Ketiga Pola atau bentuk hubungan tersebut bila di gambarkan ke dalam Scatter Diagram (Diagram tebar) ialah sebagai berikut :
Tabel ihwal Pedoman umum dalam memilih Kriteria Korelasi :
r | Kriteria Hubungan |
0 | Tidak ada Korelasi |
0 – 0.5 | Korelasi Lemah |
0.5 – 0.8 | Korelasi sedang |
0.8 – 1 | Korelasi Kuat / erat |
1 | Korelasi Sempurna |
Contoh Penggunaan Analisis Korelasi di Produksi :
- Apakah ada hubungan antara suhu ruangan dengan jumlah cacat Produksi?
- Apakah ada hubungan antara lamanya waktu kerusakan mesin dengan jumlah cacat produksi?
- Apakah ada hubungan antara jumlah Jam lembur dengan tingkat absensi?
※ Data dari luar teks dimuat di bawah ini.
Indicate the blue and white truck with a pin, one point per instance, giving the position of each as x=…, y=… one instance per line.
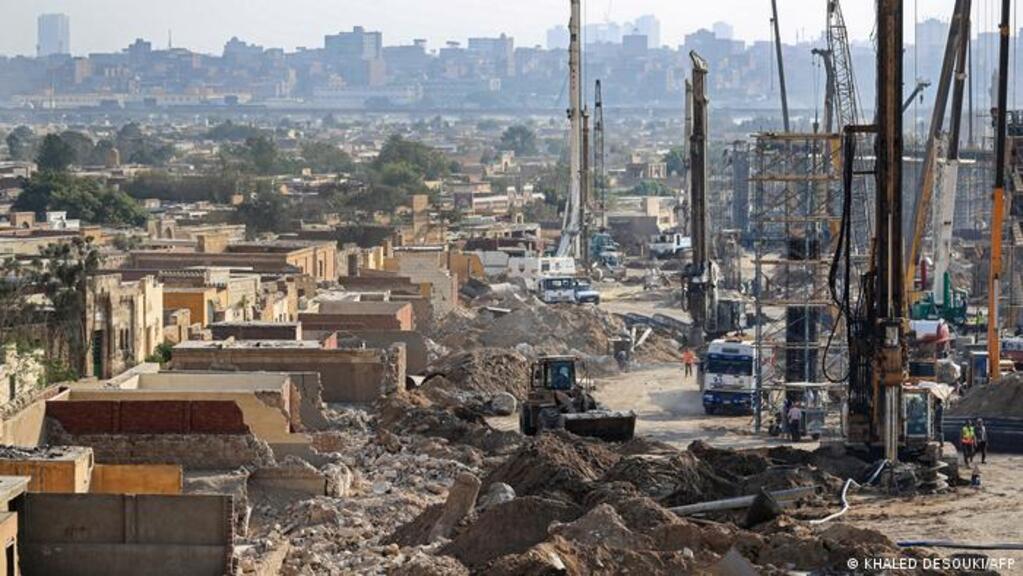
x=727, y=377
Contoh Kasus Analisis Korelasi Sederhana :
Seorang Engineer ingin mempelajari apakah adanya imbas Suhu Ruangan terhadap Jumlah Cacat yang dihasilkan dan juga ingin mengetahui keeratan serta bentuk hubungan antara dua variabel tersebut. Engineer tersebut kemudian mengambil data selama 30 hari terhadap rata-rata (mean) suhu ruangan dan Jumlah Cacat Produksi menyerupai dibawah ini :
Tanggal | Rata-rata Suhu Ruangan | Jumlah Cacat |
1 | 24 | 10 |
2 | 22 | 5 |
3 | 21 | 6 |
4 | 20 | 3 |
5 | 22 | 6 |
6 | 19 | 4 |
7 | 20 | 5 |
8 | 23 | 9 |
9 | 24 | 11 |
10 | 25 | 13 |
11 | 21 | 7 |
12 | 20 | 4 |
13 | 20 | 6 |
14 | 19 | 3 |
15 | 25 | 12 |
16 | 27 | 13 |
17 | 28 | 16 |
18 | 25 | 12 |
19 | 26 | 14 |
20 | 24 | 12 |
21 | 27 | 16 |
22 | 23 | 9 |
23 | 24 | 13 |
24 | 23 | 11 |
25 | 22 | 7 |
26 | 21 | 5 |
27 | 26 | 12 |
28 | 25 | 11 |
29 | 26 | 13 |
30 | 27 | 14 |
Penyelesaian :
Pertama-tama hitunglah X², Y², XY dan totalnya menyerupai tabel dibawah ini :
Tanggal | Rata-rata Suhu Ruangan (X) | Jumlah Cacat (Y) | X2 | Y2 | XY |
1 | 24 | 10 | 576 | 100 | 240 |
2 | 22 | 5 | 484 | 25 | 110 |
3 | 21 | 6 | 441 | 36 | 126 |
4 | 20 | 3 | 400 | 9 | 60 |
5 | 22 | 6 | 484 | 36 | 132 |
6 | 19 | 4 | 361 | 16 | 76 |
7 | 20 | 5 | 400 | 25 | 100 |
8 | 23 | 9 | 529 | 81 | 207 |
9 | 24 | 11 | 576 | 121 | 264 |
10 | 25 | 13 | 625 | 169 | 325 |
11 | 21 | 7 | 441 | 49 | 147 |
12 | 20 | 4 | 400 | 16 | 80 |
13 | 20 | 6 | 400 | 36 | 120 |
14 | 19 | 3 | 361 | 9 | 57 |
15 | 25 | 12 | 625 | 144 | 300 |
16 | 27 | 13 | 729 | 169 | 351 |
17 | 28 | 16 | 784 | 256 | 448 |
18 | 25 | 12 | 625 | 144 | 300 |
19 | 26 | 14 | 676 | 196 | 364 |
20 | 24 | 12 | 576 | 144 | 288 |
21 | 27 | 16 | 729 | 256 | 432 |
22 | 23 | 9 | 529 | 81 | 207 |
23 | 24 | 13 | 576 | 169 | 312 |
24 | 23 | 11 | 529 | 121 | 253 |
25 | 22 | 7 | 484 | 49 | 154 |
26 | 21 | 5 | 441 | 25 | 105 |
27 | 26 | 12 | 676 | 144 | 312 |
28 | 25 | 11 | 625 | 121 | 275 |
29 | 26 | 13 | 676 | 169 | 338 |
30 | 27 | 14 | 729 | 196 | 378 |
Total | 699 | 282 | 16487 | 3112 | 6861 |
Kemudian hitunglah Koefisien Korelasi menurut rumus hubungan dibawah ini :
r = nΣxy – (Σx) (Σy)
. √{nΣx² – (Σx)²} {nΣy2 – (Σy)2}
r = (30 . 6861) – (699) (282)
. √{30. 16487 – (699)²} {30 . 3112 – (282)2}
r = (205830) – (197118)
. √{494610 – 488601} {93360 – 75924}
r = 8712
. 9118.13
r = 0.955
Jadi Koefisien Korelasi antara Suhu Ruangan dan Jumlah Cacat Produksi adalah 0.955, berarti kedua variabel tersebut mempunyai hubungan yang ERAT dan bentuk hubungannya ialah Linear Positif.
Jika Hubungan Suhu Ruangan dan Jumlah Cacat Produksi dibentuk dalam bentuk Scatter Diagram (Diagram Tebar), maka bentuknya akan menyerupai dibawah ini :
Analisis Korelasi (Correlation Analysis) juga merupakan salah satu alat (tool) yang dipakai dalam Metodologi Six Sigma di Tahap Analisis.
Untuk mempermudah kita dalam Menghitung Koefisien Korelasi, kita juga sanggup memakai Microsoft Excel. Silakan kunjungi : “Cara Menghitung Koefisien Korelasi dengan memakai Microsoft Excel” untuk mengetahui langkah-langkah perhitungannya.